注意: コードが ANSI コンパイラー用に書かれている場合は、コードの意味が変更される可能性があります。 例えば、A=-BA-=B になります。

注: 演算子間にはスペースを入れないでください。ユーザーが減算の意味を示す場合は、反転が必要になります。また、ユーザーが A はマイナス B に等しいという意味を示す場合は、反転によって意味が変更されます。

-nfa 演算子の反転を抑制します。コードが ANSI コンパイラー用に書かれている場合は、このフラグを使用します。
-fc1 カラム 1 から始まるコメントのフォーマットを使用可能にします。-nfc1 フラグでオフにしない限り、アクティブです。
-nfc1 カラム 1 から始まるコメントのフォーマットを使用不可にします。
-in 字下げレベルのサイズを設定します。デフォルトでは、レベル・サイズは 8 桁です。
-ip 字下げパラメーターの宣言を使用可能にします。-nip フラグでオフにしない限り、アクティブです。
-nip 字下げパラメーターの宣言を使用不可にします。
項目 説明
-ln コードの右側にあるコメントの位置の最大桁を設定します。コメントが 1 行に収まらない場合は、最大 25 文字が出力されます。
-lcn ブロック・コメント行の最大長を n 変数に設定します。デフォルトでは、このフラグは -l フラグに指定された長さを使用します。
-lp 継続行上の小括弧で囲まれたコードを位置合わせします。-nlp フラグでオフにしない限り、アクティブです。 ある行に 1 組の小括弧のうちの左括弧だけがある場合 (対応する右括弧がない場合)、継続行は左括弧の次の位置から始まります。
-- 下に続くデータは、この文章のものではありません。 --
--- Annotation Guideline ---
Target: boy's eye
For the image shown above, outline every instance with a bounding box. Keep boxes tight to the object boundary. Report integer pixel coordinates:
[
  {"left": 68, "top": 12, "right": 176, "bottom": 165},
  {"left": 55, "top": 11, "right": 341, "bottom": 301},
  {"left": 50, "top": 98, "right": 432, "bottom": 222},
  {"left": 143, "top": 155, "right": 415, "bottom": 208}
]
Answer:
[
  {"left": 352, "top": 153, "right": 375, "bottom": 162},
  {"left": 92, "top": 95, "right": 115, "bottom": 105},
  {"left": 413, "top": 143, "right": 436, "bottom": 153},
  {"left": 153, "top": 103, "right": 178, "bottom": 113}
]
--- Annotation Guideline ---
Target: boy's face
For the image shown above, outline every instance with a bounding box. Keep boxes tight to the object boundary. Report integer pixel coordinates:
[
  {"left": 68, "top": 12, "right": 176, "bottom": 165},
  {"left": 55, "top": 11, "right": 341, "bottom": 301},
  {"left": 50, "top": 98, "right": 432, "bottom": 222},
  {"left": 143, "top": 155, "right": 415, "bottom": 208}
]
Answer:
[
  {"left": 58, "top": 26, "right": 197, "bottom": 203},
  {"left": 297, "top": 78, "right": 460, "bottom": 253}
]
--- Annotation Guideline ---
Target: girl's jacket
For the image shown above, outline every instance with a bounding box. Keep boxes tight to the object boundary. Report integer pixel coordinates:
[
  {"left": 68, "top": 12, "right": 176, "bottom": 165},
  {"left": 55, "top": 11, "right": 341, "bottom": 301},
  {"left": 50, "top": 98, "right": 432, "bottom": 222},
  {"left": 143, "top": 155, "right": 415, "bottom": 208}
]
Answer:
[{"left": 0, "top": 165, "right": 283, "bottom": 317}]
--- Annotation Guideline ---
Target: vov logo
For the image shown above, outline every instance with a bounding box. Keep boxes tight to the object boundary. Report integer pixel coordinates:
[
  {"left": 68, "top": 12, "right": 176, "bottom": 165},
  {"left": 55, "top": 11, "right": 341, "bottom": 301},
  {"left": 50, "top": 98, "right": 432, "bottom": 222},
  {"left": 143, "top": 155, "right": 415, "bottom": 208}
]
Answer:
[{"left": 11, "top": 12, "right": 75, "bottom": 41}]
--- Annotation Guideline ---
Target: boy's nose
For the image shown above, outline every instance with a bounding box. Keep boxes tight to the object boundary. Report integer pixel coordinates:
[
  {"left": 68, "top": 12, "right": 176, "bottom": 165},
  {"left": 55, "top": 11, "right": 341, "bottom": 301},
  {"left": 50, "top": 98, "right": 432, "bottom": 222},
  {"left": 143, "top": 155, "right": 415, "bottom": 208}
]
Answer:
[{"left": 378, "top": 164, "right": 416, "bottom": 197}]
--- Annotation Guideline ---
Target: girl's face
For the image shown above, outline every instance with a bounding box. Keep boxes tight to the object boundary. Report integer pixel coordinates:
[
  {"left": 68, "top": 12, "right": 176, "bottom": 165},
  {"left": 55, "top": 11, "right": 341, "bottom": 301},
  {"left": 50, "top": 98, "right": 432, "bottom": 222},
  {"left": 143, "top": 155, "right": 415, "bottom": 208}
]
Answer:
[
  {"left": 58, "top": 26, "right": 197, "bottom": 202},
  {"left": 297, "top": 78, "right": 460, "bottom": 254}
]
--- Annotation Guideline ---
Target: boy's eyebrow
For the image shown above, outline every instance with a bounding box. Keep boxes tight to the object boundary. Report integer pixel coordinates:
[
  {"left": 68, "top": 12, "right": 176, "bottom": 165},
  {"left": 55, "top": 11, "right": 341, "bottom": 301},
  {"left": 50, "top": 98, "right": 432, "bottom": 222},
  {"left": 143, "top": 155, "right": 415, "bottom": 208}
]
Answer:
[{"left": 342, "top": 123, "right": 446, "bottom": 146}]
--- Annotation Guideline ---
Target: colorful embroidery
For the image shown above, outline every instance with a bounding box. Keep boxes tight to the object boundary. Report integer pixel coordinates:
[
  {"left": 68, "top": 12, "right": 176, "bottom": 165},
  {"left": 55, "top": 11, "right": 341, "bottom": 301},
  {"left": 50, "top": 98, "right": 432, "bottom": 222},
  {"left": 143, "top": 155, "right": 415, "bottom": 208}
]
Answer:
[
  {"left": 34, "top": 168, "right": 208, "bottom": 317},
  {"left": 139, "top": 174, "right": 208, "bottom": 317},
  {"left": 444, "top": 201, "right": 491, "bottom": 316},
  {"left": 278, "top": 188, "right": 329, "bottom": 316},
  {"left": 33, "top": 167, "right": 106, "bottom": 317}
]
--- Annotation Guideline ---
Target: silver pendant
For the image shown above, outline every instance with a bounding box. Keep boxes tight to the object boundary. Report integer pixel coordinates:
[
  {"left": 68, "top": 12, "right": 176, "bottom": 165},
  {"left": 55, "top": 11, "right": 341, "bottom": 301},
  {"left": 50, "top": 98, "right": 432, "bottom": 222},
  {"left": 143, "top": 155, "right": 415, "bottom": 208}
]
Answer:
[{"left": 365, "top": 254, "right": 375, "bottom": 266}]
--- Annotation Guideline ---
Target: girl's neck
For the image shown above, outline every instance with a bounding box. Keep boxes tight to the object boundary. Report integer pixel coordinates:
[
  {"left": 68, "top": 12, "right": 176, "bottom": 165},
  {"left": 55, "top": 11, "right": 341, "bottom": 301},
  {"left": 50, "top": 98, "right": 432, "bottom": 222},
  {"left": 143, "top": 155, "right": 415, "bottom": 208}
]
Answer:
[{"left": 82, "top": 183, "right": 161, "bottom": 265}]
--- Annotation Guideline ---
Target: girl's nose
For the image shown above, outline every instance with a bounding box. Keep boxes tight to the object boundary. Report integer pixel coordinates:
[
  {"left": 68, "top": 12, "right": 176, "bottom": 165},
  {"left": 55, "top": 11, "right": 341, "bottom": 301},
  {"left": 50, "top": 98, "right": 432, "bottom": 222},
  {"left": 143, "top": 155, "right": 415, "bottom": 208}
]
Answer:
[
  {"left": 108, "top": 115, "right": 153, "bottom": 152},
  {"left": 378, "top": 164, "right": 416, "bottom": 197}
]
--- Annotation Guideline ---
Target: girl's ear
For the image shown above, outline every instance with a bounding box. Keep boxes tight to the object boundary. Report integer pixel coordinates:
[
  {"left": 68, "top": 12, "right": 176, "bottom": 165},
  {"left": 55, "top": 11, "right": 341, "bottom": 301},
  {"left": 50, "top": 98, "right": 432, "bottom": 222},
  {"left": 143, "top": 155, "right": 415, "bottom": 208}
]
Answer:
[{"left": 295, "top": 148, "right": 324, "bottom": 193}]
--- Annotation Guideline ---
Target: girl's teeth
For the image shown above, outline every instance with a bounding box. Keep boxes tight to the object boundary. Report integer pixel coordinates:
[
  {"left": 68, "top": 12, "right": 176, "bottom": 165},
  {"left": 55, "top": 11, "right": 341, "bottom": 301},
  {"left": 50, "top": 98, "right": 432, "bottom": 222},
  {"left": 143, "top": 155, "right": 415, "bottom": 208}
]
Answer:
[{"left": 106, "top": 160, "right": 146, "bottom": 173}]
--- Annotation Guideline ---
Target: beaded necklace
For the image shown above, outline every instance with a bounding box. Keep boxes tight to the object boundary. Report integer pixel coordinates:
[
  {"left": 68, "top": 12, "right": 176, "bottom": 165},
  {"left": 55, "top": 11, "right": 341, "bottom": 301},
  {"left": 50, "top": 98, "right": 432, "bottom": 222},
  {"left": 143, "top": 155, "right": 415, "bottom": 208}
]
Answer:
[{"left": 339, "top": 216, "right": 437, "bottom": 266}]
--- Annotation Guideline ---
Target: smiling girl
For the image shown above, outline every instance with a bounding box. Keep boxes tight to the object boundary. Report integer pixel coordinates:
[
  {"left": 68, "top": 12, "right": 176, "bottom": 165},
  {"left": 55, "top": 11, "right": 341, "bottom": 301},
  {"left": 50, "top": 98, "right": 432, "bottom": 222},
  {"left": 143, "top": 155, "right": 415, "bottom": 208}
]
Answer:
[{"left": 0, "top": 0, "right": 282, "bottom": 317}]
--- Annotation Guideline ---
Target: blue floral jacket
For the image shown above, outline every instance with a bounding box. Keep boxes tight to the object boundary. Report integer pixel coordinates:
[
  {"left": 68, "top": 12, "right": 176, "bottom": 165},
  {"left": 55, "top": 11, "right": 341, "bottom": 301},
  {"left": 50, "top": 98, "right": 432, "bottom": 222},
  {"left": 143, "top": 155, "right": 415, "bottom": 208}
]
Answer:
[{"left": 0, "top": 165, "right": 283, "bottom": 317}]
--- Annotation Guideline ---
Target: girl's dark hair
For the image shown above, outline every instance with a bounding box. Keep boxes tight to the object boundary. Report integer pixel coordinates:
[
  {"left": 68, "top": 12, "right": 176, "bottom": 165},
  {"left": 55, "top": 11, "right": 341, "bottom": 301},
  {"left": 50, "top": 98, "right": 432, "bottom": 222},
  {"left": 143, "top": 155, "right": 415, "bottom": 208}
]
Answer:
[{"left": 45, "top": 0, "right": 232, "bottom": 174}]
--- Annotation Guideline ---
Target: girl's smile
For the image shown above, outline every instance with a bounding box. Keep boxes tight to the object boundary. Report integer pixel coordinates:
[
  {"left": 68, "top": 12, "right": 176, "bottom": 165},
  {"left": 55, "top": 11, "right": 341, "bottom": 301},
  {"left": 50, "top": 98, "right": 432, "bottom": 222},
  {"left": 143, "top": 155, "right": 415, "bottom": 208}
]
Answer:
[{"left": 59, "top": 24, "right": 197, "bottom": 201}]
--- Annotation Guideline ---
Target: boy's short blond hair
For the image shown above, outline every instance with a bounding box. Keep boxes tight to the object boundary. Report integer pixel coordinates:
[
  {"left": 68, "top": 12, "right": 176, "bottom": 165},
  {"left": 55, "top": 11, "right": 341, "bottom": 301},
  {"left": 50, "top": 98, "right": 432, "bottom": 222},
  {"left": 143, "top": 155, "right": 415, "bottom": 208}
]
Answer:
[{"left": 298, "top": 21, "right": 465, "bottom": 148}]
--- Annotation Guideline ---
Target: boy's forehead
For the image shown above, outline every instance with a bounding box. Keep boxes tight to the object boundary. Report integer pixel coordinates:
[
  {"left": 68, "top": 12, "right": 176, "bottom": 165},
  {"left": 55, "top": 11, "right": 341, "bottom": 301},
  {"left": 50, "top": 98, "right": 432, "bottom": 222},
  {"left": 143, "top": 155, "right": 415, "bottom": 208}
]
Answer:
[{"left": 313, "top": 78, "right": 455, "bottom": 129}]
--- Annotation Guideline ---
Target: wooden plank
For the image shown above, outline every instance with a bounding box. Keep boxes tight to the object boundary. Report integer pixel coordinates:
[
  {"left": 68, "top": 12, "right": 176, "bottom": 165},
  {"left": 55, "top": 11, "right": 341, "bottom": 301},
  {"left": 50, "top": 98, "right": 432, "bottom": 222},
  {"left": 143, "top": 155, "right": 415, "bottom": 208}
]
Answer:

-lp フラグが有効になっていると、継続行は次のように出力されます。


p1 = first_procedure(second_procedure(p2,p3),
                     third_procedure(p4,p5));

さらに 2 つの改行を挿入すると、次のようになります。


p1 = first_procedure(second_procedure(p2,
                                      p3),
                     third_procedure(p4,
                                     p5));
-nlp 継続行の小括弧で囲まれたコードを位置合わせしないまま残します。-nlp フラグが有効になっていると、継続行は次のように出力されます。
p1 = first_procedure(second_procedure(p2,p3),
         third_procedure(p4, p5));
-npro プロファイル・ファイル ./.indent.pro および $HOME/.indent.pro が無視されます。
-pcs 各プロシージャー・コール名とそれに続く ( (左小括弧) の間に、スペースを挿入します。
-npcs 各プロシージャー・コール名とそれに続く ( (左小括弧) の間のスペースを抑制します。-pcs フラグでオフにしない限り、アクティブです。
-ps -> 演算子に続くポインターの両側にスペースを挿入します。
-nps -> 演算子に続くポインターの両側のスペースを抑制します。-ps フラグでオフにしない限り、アクティブです。
-psl 定義しているプロシージャーの名前が左寄せされます。-npsl フラグでオフにしない限り、アクティブです。プロシージャーのタイプが存在する場合は、そのまま前の行に残ります。
-npsl 定義したプロシージャーの名前の左寄せを使用不可にします。
-sc * (アスタリスク) をコメントの左に配置できるようにします。-nsc フラグでオフにしない限り、アクティブです。
-nsc * (アスタリスク) をコメントの左に配置できないようにします。
-slb コードの右側にない単一行のコメントをブロック・コメントとして扱います。
-nslb コードの右側にない単一行のコメントをブロック・コメントとして扱わないようにします。-slb フラグでオフにしない限り、アクティブです。
-sob オプションのブランク行を除去します。-nbad-nbap-nbbb のいずれかのフラグと組み合わせると、機能します。 -bad-bap、または -bbb フラグで挿入されたブランク行だけを除去します。
-nsob オプションのブランク行を保存します。-sob フラグでオフにしない限り、アクティブです。
-st indent コマンドがその入力を stdin から取り込み、出力を stdout に送信するようになります。
-TType タイプ・キーワードのリストに Type 変数を追加します。名前は、累算されます。つまり、-T を複数指定できます。 indent コマンドから最良の出力を得るには、typedef ステートメントによって定義されたプログラム内のすべてのタイプを指定する必要があります。
-troff troff が処理できるように C プログラムをフォーマットします。vgrind コマンドによって作成されるリストに類似したリストを作成します。 出力ファイルを指定しないと、デフォルトはその場合のフォーマットではなく標準出力となります。
-v 詳細モードをオンにします。これによって、1 行の入力がいつ 2 行以上の出力に分割されるのかが報告され、実行完了時にサイズに関する統計情報が表示されます。
-nv 詳細モードをオフにします。-v フラグでオフにしない限り、アクティブです。

  1. indent コマンドのデフォルト設定を使用して test.c ファイルをフォーマットし、出力を newtest.c ファイルに収めるには、次のように入力します。
    
    indent test.c newtest.c
  2. test.c ファイルをフォーマットして各宣言のブロックとプロシージャー本体の後にブランク行を強制的に入れ、他のすべてのデフォルト設定を使用して、出力を newtest.c ファイルに入れるには、次のように入力します。
    indent test.c newtest.c -bad -bap
  3. indent コマンドのデフォルト設定を使用して test.c ファイルをフォーマットし、さらに uintindent コマンドが認識できるタイプ・キーワードとして定義するには、次のように入力します。
    
    indent test.c newtest.c -Tuint

ファイル

項目 説明
./.indent.pro プロファイル・ファイルが入っています。
$HOME/.indent.pro プロファイル・ファイルが入っています。
/usr/ccs/bin/indent indent コマンドが入っています。